Thread (37 messages) 37 messages, 7 authors, 2008-08-11

Re: [RFC] [PATCH 0/5 V2] Huge page backed user-space stacks

From: Nick Piggin <hidden>
Date: 2008-07-31 11:52:20
Also in: linux-mm, lkml

On Thursday 31 July 2008 21:27, Mel Gorman wrote:
On (31/07/08 16:26), Nick Piggin didst pronounce:
quoted
I imagine it should be, unless you're using a CPU with seperate TLBs for
small and huge pages, and your large data set is mapped with huge pages,
in which case you might now introduce *new* TLB contention between the
stack and the dataset :)
Yes, this can happen particularly on older CPUs.
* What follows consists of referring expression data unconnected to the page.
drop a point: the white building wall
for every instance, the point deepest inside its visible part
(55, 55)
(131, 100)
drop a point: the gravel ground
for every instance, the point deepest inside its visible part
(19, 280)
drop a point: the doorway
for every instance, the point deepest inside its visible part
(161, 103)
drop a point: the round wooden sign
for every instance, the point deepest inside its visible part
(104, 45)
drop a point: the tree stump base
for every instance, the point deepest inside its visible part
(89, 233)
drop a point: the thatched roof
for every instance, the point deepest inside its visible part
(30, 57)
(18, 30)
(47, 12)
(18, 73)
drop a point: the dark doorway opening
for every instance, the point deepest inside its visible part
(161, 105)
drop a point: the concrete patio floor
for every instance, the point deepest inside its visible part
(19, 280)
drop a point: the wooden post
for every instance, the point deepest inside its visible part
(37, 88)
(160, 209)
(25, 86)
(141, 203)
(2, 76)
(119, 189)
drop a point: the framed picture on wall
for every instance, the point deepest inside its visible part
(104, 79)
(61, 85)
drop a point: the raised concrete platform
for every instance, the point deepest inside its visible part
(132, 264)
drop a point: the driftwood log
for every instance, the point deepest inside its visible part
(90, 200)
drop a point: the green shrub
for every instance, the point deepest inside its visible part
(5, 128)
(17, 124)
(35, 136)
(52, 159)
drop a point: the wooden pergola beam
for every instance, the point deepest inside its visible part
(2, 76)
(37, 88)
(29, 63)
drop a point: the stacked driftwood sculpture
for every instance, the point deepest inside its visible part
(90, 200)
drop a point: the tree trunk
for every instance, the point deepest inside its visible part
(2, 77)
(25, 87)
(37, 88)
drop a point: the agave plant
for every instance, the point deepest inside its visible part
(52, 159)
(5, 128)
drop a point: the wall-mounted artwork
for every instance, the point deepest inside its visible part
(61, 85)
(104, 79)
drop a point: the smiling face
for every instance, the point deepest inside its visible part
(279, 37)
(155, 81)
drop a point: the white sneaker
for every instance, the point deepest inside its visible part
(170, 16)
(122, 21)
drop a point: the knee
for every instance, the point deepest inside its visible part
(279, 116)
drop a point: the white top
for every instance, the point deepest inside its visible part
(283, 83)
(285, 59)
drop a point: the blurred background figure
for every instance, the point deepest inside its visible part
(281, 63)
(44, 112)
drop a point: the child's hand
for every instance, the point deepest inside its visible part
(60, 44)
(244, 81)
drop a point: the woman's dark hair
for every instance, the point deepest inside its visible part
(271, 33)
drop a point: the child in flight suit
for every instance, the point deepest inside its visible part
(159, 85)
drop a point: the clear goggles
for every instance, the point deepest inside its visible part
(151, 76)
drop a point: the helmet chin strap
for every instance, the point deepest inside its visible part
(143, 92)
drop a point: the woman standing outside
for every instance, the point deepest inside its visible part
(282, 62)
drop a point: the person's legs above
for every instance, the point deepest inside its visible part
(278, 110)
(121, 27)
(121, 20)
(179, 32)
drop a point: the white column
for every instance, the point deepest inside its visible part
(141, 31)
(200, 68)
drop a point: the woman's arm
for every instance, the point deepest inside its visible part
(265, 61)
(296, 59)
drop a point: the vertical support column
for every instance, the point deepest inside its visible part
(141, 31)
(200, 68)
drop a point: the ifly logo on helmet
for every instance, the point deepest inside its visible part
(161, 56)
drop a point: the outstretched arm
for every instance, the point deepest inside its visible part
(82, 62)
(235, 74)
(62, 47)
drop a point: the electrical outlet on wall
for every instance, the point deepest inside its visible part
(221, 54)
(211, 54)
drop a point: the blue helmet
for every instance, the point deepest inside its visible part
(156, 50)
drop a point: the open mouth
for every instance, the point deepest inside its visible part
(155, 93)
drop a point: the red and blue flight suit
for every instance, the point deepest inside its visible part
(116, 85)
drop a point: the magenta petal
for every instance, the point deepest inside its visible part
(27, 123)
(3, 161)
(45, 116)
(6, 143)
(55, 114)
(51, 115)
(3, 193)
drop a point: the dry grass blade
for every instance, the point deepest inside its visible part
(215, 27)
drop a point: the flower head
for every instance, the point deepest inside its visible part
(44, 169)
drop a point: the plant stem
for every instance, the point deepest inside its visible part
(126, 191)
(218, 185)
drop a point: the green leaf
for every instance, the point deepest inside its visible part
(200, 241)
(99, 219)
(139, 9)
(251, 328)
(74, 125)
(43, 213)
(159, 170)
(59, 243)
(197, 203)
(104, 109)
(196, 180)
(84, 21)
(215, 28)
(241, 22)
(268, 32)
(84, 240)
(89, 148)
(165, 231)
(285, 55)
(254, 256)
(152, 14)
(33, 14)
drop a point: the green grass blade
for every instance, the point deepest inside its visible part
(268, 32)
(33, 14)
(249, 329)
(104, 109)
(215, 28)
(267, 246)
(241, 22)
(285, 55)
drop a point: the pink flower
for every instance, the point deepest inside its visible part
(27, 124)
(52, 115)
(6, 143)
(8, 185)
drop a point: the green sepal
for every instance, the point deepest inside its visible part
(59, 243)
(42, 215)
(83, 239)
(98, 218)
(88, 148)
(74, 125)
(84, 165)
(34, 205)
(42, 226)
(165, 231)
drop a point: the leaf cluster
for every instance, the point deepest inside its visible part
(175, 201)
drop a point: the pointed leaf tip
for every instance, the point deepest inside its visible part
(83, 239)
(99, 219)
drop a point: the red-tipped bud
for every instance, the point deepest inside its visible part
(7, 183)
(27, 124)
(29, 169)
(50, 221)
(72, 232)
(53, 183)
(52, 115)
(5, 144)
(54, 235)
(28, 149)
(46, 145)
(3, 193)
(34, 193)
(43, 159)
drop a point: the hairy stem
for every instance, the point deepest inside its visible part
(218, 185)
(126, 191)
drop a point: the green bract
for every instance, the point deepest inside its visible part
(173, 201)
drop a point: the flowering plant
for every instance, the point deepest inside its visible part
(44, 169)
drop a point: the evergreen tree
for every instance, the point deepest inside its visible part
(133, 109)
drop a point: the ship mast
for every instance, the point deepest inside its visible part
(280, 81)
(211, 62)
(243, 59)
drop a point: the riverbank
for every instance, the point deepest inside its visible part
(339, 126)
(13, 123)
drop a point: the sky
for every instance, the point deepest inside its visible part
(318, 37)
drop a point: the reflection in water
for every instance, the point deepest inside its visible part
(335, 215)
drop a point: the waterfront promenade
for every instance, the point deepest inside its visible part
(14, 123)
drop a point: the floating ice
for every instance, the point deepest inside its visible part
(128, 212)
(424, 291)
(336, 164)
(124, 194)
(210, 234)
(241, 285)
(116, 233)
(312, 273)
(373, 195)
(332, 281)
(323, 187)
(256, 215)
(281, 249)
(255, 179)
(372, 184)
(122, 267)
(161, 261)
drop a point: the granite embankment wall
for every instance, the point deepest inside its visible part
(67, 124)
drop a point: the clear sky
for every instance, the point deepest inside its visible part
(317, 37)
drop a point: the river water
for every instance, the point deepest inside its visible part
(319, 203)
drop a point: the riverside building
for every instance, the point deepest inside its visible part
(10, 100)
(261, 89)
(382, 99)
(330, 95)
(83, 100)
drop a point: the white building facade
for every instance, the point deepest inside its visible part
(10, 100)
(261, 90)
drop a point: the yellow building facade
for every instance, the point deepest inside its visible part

For example, on my
crash-test laptop the Pentium III there reports

TLB and cache info:
01: Instruction TLB: 4KB pages, 4-way set assoc, 32 entries
02: Instruction TLB: 4MB pages, 4-way set assoc, 2 entries
Oh? Newer CPUs tend to have unified TLBs?

quoted
Also, interestingly I have actually seen some CPUs whos memory operations
get significantly slower when operating on large pages than small (in the
case when there is full TLB coverage for both sizes). This would make
sense if the CPU only implements a fast L1 TLB for small pages.
It's also possible there is a micro-TLB involved that only support small
pages.
That is the case on a couple of contemporary CPUs I've tested with
(although granted they are engineering samples, but I don't expect
that to be the cause)

quoted
So for the vast majority of workloads, where stacks are relatively small
(or slowly changing), and relatively hot, I suspect this could easily
have no benefit at best and slowdowns at worst.
I wouldn't expect an application with small stacks to request its stack
to be backed by hugepages either. Ideally, it would be enabled because a
large enough number of DTLB misses were found to be in the stack
although catching this sort of data is tricky.
Sure, as I said, I have nothing against this functionality just because
it has the possibility to cause a regression. I was just pointing out
there are a few possibilities there, so it will take a particular type
of app to take advantage of it. Ie. it is not something you would ever
just enable "just in case the stack starts thrashing the TLB".

quoted
But I'm not saying that as a reason not to merge it -- this is no
different from any other hugepage allocations and as usual they have to
be used selectively where they help.... I just wonder exactly where huge
stacks will help.
Benchmark wise, SPECcpu and SPEComp have stack-dependent benchmarks.
Computations that partition problems with recursion I would expect to
benefit as well as some JVMs that heavily use the stack (see how many docs
suggest setting ulimit -s unlimited). Bit out there, but stack-based
languages would stand to gain by this. The potential gap is for threaded
apps as there will be stacks that are not the "main" stack.  Backing those
with hugepages depends on how they are allocated (malloc, it's easy,
MAP_ANONYMOUS not so much).
Oh good, then there should be lots of possibilities to demonstrate it.